Hepatic vein pressure predicts GFR in cirrhotic patients with hemodynamic kidney dysfunction.

作者信息

Desai Neel, Neugarten Joel, Dominguez Mary, Golestaneh Ladan

机构信息

Montefiore Medical Center/Albert Einstein College of Medicine, Department of Medicine/Renal Division, Bronx, New York.

Montefiore Medical Center/Albert Einstein College of Medicine, Department of Medicine/Renal Division, Bronx, New York

出版信息

Physiol Rep. 2017 Jun;5(11). doi: 10.14814/phy2.13301.

Abstract

The role of "nephrocongestion" in hemodynamic renal disease is understudied. Intra-abdominal hypertension accompanies liver disease and renal disease. Our hypothesis states that in those patients with liver disease, hepatic vein pressure measured during a transjugular intrahepatic portosystemic shunt (TIPS) procedure reflects intra-abdominal pressure and predicts estimated glomerular filtration rate (eGFR). We gathered data from our clinical database and chart review on a cohort of cirrhotic patients who received TIPS at Montefiore as part of their clinical care between 2004 and 2014. We evaluated association of demographic and measured variables with eGFR in those subjects without end-stage renal disease (ESRD).

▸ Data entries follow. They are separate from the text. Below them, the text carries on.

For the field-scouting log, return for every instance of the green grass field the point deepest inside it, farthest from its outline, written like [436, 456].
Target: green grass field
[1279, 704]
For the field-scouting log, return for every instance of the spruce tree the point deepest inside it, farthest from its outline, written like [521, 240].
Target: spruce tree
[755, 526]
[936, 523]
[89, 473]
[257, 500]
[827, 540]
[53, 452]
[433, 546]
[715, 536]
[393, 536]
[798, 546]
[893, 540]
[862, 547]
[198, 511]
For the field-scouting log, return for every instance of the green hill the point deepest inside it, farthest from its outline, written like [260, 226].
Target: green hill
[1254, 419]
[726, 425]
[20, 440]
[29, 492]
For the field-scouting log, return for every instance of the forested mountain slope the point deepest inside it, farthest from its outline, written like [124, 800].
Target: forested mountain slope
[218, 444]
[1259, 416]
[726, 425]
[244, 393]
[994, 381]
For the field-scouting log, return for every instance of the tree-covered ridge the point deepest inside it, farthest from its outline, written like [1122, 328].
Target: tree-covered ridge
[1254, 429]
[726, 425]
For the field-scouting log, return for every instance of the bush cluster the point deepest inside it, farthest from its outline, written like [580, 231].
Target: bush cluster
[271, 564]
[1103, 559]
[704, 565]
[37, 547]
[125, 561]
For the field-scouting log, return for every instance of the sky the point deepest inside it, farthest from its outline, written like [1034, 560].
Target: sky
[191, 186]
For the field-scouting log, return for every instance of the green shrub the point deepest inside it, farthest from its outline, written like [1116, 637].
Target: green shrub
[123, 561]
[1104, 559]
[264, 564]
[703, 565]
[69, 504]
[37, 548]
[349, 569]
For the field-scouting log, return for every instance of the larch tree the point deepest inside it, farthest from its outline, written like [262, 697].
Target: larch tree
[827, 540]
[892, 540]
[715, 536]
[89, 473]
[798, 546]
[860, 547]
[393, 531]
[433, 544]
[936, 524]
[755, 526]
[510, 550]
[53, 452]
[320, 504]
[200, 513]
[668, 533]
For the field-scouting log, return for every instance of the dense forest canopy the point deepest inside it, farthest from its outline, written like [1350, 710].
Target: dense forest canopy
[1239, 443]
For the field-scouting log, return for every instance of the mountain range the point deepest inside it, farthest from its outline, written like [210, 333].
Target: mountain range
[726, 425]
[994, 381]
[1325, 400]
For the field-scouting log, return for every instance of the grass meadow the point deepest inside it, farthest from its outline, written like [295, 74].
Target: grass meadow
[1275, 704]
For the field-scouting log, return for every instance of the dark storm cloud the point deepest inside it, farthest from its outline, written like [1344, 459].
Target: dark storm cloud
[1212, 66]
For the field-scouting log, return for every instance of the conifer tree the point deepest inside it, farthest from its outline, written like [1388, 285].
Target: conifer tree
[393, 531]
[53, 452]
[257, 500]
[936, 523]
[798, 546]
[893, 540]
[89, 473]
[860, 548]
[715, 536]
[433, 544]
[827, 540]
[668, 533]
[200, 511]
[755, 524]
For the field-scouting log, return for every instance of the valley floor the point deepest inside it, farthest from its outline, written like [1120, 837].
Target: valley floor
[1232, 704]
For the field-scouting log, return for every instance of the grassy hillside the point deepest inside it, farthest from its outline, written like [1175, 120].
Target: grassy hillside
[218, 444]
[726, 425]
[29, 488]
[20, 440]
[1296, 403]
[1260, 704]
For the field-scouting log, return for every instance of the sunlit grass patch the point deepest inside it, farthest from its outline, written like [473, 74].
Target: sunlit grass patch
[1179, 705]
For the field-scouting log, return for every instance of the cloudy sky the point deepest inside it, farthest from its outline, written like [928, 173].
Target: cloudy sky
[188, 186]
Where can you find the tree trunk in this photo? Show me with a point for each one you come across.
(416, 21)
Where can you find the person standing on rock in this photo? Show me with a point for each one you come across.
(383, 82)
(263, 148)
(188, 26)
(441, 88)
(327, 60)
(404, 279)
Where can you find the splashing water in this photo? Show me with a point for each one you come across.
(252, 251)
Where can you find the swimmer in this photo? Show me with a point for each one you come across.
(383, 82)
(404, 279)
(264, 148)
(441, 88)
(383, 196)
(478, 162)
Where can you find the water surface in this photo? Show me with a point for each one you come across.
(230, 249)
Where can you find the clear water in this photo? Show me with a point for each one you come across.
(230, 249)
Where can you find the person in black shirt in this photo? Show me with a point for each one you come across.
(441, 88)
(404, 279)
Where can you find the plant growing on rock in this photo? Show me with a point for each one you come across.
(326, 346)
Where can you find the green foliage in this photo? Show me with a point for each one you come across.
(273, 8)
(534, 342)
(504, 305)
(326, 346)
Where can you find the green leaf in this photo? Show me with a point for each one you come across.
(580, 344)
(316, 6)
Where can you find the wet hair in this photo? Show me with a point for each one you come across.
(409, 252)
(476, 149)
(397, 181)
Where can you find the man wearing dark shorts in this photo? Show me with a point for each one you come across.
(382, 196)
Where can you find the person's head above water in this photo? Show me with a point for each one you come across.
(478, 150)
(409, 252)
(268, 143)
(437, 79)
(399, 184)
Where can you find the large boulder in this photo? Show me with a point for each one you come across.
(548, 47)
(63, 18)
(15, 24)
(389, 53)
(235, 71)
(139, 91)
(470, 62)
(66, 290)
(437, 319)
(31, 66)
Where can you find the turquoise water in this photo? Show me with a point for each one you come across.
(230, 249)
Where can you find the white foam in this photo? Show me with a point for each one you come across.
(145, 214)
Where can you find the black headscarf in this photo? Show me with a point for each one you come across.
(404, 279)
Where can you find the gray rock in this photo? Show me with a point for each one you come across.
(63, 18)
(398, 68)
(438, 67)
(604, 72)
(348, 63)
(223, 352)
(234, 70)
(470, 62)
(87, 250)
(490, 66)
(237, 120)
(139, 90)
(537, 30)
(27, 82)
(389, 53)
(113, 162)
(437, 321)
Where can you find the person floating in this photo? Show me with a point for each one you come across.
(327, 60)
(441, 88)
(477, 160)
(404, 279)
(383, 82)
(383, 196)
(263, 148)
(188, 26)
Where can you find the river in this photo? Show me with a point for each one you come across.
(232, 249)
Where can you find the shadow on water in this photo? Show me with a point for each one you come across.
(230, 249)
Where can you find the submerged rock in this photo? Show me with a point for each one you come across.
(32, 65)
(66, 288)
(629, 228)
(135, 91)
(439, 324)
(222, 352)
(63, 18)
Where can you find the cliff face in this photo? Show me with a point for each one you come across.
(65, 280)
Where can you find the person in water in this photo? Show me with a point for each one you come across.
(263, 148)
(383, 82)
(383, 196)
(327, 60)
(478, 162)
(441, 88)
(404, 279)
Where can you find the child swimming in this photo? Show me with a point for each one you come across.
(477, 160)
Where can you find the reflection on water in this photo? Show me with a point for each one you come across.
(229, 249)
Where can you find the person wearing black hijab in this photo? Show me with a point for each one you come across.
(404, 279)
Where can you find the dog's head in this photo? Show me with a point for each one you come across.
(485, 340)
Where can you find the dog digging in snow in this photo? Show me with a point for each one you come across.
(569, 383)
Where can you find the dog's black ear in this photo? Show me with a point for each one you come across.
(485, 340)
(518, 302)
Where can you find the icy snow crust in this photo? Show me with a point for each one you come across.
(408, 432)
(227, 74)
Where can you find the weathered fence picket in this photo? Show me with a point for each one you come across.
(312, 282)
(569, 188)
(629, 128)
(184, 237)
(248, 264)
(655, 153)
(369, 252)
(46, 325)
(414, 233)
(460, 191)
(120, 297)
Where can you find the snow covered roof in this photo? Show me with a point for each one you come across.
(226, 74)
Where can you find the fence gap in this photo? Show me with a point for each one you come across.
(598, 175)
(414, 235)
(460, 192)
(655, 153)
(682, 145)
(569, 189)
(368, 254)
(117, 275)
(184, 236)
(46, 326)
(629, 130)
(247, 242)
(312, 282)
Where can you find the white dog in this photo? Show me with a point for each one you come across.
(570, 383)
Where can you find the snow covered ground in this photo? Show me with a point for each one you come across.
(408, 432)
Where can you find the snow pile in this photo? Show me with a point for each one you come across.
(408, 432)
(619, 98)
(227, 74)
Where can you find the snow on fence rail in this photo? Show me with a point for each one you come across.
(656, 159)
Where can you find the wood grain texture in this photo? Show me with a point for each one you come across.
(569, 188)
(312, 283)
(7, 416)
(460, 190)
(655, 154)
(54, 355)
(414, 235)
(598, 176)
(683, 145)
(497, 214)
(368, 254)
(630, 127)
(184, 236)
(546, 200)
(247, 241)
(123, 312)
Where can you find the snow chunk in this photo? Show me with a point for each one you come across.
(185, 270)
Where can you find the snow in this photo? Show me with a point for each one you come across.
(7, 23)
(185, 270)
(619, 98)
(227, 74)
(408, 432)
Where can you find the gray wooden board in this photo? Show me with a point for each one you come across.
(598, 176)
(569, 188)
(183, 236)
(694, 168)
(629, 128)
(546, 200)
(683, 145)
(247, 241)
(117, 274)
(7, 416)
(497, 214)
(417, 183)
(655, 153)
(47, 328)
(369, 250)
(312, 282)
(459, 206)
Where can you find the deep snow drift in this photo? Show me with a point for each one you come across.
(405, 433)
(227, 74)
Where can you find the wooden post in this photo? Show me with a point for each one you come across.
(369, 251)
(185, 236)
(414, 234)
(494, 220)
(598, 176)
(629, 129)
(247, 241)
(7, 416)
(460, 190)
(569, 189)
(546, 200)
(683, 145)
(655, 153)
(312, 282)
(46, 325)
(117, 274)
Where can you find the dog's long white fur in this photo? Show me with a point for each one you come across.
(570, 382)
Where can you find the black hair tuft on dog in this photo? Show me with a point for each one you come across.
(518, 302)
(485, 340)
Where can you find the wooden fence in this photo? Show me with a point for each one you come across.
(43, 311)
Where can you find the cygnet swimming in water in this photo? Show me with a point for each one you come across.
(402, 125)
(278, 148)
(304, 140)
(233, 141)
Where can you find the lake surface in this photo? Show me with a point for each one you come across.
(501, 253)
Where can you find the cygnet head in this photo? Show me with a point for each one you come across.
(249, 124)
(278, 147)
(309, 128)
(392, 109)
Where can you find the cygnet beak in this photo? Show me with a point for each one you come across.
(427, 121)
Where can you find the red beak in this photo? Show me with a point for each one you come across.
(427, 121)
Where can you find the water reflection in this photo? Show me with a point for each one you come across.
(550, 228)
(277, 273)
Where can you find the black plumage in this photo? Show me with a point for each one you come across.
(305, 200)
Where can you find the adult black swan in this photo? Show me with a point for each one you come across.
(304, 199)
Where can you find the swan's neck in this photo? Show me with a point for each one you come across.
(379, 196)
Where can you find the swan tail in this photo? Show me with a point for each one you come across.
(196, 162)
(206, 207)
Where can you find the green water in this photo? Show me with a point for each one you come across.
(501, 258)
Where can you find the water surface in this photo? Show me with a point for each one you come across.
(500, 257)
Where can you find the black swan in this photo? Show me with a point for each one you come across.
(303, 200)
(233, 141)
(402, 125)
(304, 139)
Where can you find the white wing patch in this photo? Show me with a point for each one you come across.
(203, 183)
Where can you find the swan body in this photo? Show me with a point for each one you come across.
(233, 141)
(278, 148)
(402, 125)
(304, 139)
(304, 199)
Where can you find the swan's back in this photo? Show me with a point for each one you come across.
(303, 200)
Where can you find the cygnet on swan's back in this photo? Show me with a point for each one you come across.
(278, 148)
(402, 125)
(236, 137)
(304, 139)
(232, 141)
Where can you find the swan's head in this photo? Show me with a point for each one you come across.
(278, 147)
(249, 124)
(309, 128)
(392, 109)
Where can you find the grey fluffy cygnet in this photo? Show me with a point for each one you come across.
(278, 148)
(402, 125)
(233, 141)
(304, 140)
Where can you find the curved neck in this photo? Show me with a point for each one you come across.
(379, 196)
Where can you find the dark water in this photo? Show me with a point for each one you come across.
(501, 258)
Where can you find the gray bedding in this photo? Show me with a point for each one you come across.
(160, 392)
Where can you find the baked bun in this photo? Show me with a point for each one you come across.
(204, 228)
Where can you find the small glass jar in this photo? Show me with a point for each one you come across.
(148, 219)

Using multivariate regression, we examined the relationship between eGFR and hepatic vein pressure while adjusting for age, proteinuria, and ultrasound evidence for parenchymal kidney disease. The mean age of the subjects was 57 years old. Two thirds of the patients were male, 23% were White, and 20% were Black. A higher percentage of patients with chronic kidney disease (CKD), as determined by lower than 60 mL/min/1.73 m, had proteinuria and ultrasound evidence for parenchymal kidney disease. A multivariate linear regression showed a significant and negative association between hepatic vein pressure and eGFR when adjusting for age, race, and proteinuria. Hepatic vein pressure is negatively and significantly associated with eGFR in those patients with liver failure. This finding has major implications for the way we evaluate hemodynamic renal disease.

摘要

“肾充血”在血液动力学肾病中的作用尚未得到充分研究。腹内高压与肝脏疾病和肾脏疾病相伴。我们的假设是,在那些患有肝脏疾病的患者中,经颈静脉肝内门体分流术(TIPS)过程中测得的肝静脉压力反映腹内压力,并可预测估计肾小球滤过率(eGFR)。我们从临床数据库收集数据,并回顾了2004年至2014年间在蒙特菲奥里接受TIPS作为临床治疗一部分的一组肝硬化患者的病历。我们评估了非终末期肾病(ESRD)患者的人口统计学和测量变量与eGFR之间的关联。使用多元回归分析,我们在调整年龄、蛋白尿和实质性肾病的超声证据后,研究了eGFR与肝静脉压力之间的关系。受试者的平均年龄为57岁。三分之二的患者为男性,23%为白人,20%为黑人。根据低于60 mL/min/1.73 m²判断,慢性肾脏病(CKD)患者中蛋白尿和实质性肾病超声证据的比例更高。多元线性回归分析显示,在调整年龄、种族和蛋白尿后,肝静脉压力与eGFR之间存在显著负相关。在那些肝功能衰竭的患者中,肝静脉压力与eGFR呈显著负相关。这一发现对我们评估血液动力学肾病的方式具有重要意义。